You can’t keep a good woman down. That’s what Indian-origin American, Nikki Haley, is proving.

Accusations of infidelity couldn’t sink Nikki Haley. An alliance with the state of South Carolina’s disgraced governor couldn’t do it either. She’s an Indian-American in a state not known for embracing women and minority candidates? No problem.

Just months ago, Haley, 38, was an obscure state lawmaker. Now she’s the odds-on favorite to become the South Carolina’s first female governor and America’s first Sikh-raised governor, helped by an anti-establishment message that has endeared her to conservatives.

Along the way, she has drawn comparisons to her party’s most public female personality, 2008 vice presidential candidate and former Alaska Gov. Sarah Palin, who endorsed her in May.

“She has what people had hoped Sarah Palin had had,” said Kendra Stewart, a College of Charleston political scientist. “I think people felt like Sarah Palin was lacking the substance but Nikki Haley actually has that substance.”

Haley almost won last week’s primary outright with 49 percent of the vote, but because she didn’t get more than half she faces a runoff Tuesday against second place finisher and U.S. Rep. Gresham Barrett.

Barrett, who got 22 percent of the vote, isn’t going down without a fight. He has questioned Haley’s record and run ads emphasizing he is a Christian family man, a clear swipe at Haley, who was raised a Sikh, baptized a Methodist and had marriage ceremonies in both faiths. Her most vocal critic, Lt. Gov. Andre Bauer, finished last in the four-way primary and has endorsed Barrett.

But conservatives are rallying around Haley, who has called for term limits, smarter spending, and more transparency in how taxpayer money is handled.

Haley is set to appear Friday with former Massachusetts Gov. and Republican presidential candidate Mitt Romney and his wife, Ann, who has battled multiple sclerosis and other health problems and doesn’t campaign frequently.

Haley will also be joined on the campaign trail by Jenny Sanford, ex-wife of Gov. Mark Sanford, who became hugely popular here after her husband disappeared from the state last summer and returned to confess an affair with an Argentine woman.

But Haley has also made enemies, particularly in the state’s Republican establishment. She was once a strong ally of Mark Sanford, which made her something among Republicans. She riled leaders in 2008 by bucking their resistance to restrictions on payday lending companies and pushing for more recorded votes.

She toured the state with Sanford to highlight that issue, cementing her reputation as someone who rejects the status quo. She also stood with the governor last year as he refused to take federal stimulus money, another stance unpopular with legislators, though she distanced herself from him after he confessed his affair.

Haley is no stranger to difficult races. She was elected in 2004 in a bid prompted by frustration with taxes and regulation that developed while keeping the books for her family’s retail clothing business.

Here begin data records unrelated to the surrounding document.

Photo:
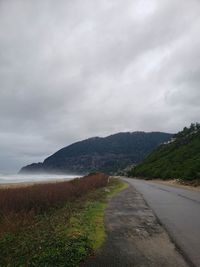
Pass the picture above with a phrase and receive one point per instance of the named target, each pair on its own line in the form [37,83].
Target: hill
[178,158]
[110,154]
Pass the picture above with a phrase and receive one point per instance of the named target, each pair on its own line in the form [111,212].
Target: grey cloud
[74,69]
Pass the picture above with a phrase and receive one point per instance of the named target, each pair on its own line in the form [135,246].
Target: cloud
[75,69]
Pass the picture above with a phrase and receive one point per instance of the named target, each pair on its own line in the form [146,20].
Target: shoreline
[30,183]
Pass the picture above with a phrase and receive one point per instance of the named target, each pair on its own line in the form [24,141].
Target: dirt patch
[134,236]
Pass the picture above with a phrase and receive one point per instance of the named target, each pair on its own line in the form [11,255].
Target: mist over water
[21,178]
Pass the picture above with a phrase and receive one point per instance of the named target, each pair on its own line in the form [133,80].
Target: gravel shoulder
[134,236]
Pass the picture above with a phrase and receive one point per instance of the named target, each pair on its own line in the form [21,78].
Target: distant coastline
[18,180]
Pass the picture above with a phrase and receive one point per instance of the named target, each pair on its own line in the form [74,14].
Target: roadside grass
[61,236]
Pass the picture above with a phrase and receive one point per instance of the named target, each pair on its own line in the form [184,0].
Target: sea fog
[23,178]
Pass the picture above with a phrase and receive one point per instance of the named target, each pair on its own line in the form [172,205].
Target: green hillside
[178,158]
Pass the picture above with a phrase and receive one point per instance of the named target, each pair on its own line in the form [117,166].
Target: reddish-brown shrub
[40,197]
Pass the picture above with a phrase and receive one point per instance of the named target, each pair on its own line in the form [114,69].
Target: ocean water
[23,178]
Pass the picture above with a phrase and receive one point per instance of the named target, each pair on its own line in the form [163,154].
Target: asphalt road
[178,210]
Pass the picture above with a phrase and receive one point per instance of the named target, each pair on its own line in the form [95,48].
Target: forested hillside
[178,158]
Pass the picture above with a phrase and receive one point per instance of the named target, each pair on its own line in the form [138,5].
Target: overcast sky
[73,69]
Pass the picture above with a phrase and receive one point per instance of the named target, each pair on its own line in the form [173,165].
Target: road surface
[178,210]
[134,236]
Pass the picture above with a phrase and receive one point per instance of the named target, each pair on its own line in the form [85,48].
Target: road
[134,236]
[178,210]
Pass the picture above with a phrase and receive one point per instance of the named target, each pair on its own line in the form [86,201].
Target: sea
[33,178]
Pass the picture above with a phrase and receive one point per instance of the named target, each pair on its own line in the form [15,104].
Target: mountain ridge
[109,154]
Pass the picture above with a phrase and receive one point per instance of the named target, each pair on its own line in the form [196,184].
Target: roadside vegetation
[176,159]
[57,224]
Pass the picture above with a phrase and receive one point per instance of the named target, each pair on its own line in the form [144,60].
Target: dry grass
[40,197]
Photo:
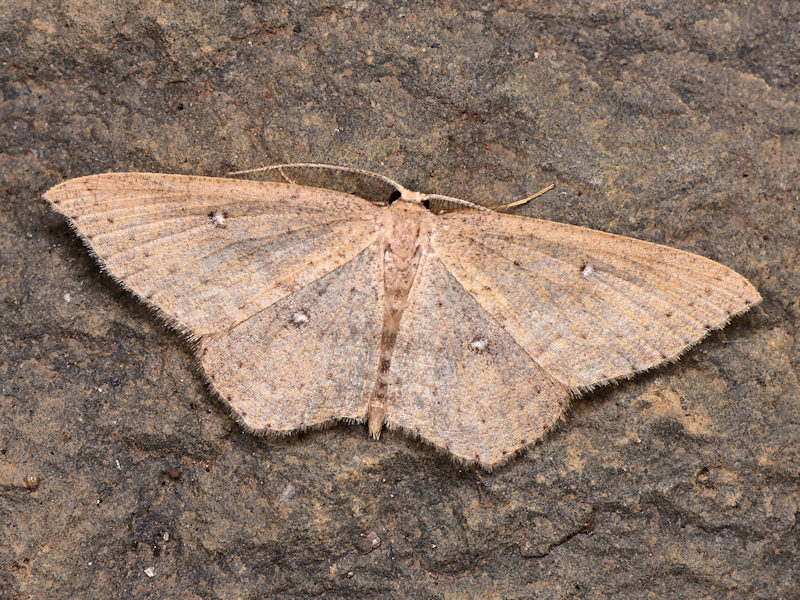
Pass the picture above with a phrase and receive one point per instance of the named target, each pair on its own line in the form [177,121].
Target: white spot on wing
[479,345]
[299,318]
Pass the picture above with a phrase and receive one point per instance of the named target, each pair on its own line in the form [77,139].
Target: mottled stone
[674,123]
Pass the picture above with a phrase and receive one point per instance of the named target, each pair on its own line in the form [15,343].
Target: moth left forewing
[209,252]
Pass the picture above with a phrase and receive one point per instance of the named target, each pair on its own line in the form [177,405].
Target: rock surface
[121,477]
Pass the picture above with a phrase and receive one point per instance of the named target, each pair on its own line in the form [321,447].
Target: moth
[365,301]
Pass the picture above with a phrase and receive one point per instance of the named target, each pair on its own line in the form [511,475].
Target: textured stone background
[675,122]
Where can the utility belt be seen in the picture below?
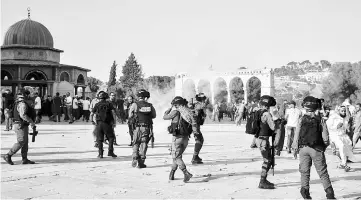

“My parents always said, ‘Don’t complain about it, do something about it,”‘ Haley said. A lawmaker who was supposed to retire changed his mind and she ended up in a tough runoff, winning even though an opponent sent out fliers that stressed her foreign-sounding maiden name, Randwaha.

More recently, state Sen. Jake Knotts was reprimanded by Republican leaders earlier this month after he called Haley and President Barack Obama a “raghead,” saying: “We’ve got a raghead in Washington, we don’t need a raghead in the Statehouse.”

But rather than trying to downplay her background, Haley is touting it as she takes on what she calls the state’s “good ol’ boy” system. South Carolina ranks 50th in the U.S. for the percentage of women in the state legislature, and there are none in he Senate, the country’s only all-male chamber.

Haley grew up in rural Bamberg County, her mother teaching middle-school social studies and her father – who wears a traditional Sikh headdress – working as a professor of biology at a local, historically black college.

At 5, Haley recalls being entered with her sister in the Little Miss Bamberg Pageant, which had a separate contest for the county’s predominantly black populace. The girls were disqualified because organizers didn’t know which pageant they should be in.

“I grew up knowing that we were different,” she said. “But it’s also the reason why I think that I focused so much on trying to find the similarities with people as opposed to the differences. I think there was a little bit of a survival mode there.”

Knotts’ ethnic slur wasn’t the only ugly turn in Haley’s campaign for the Republican nomination. Two men – one a political blogger, the other a lobbyist from a rival political campaign – claim to have had inappropriate physical relationships with her. Neither has offered proof. The married mother of two vehemently denies their claims.

Voter Erin Croft, 35, a small business owner, said her support for Haley is partly a testament to how she has handled the race.

“Dirty politics didn’t get the best of her,” Croft said.

“Honestly, it made me like her more.”

If Haley wins the Republican nomination Tuesday in this heavily Republican state, she’s likely to beat the Democratic candidate, state Sen. Vincent Sheheen, in November.

Beyond that, a possible run for the White House isn’t out of the question down the road, said Dante Scala, a University of New Hampshire political scientist: “If she wins the nomination; wins the governorship she’ll certainly be one to watch for 2016.”